White Papers
Abstract
The accelerator needs transient (temporary) storage to write transient data during various tasks. ‘Transient’ means: this data will be deleted immediately after the task has finished. If the amount of transient data to be written is huge, the writing can lead to a performance impact of the executing task or to resource shortages of the environment. With Accelerator on Z maintenance level 7.5.12 (or later), there are options to configure dedicated storage for transient data.

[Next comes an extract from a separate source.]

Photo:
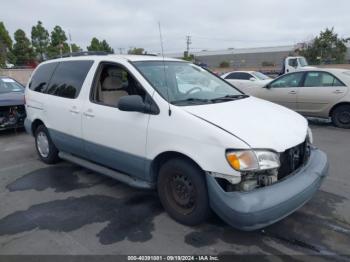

This document describes these options in detail including the advantages of each option, sizing considerations, setup details, and operational aspects.
Content
- Writing temporary results of extensive sort operations during query processing that cannot be executed exclusively in the system memory.
- Writing replication spill queues when a replication-enabled table is loaded to the accelerator and at the same time new data changes on this table are replicated to the accelerator.
- Writing query results that tend to arrive faster than they can be picked up by the receiving client.
With Accelerator on Z maintenance level 7.5.12 or later, it is possible to define dedicated storage for transient data using one of the following options:
- Define a dedicated transient storage pool on external storage (Option A)
- Use local NVMe (non-volatile memory express) storage – LinuxONE Only- (Option B)
1.1 Define a transient storage pool on external storage (Option A)
1.2 Use local NVMe (non-volatile memory express) storage (Option B)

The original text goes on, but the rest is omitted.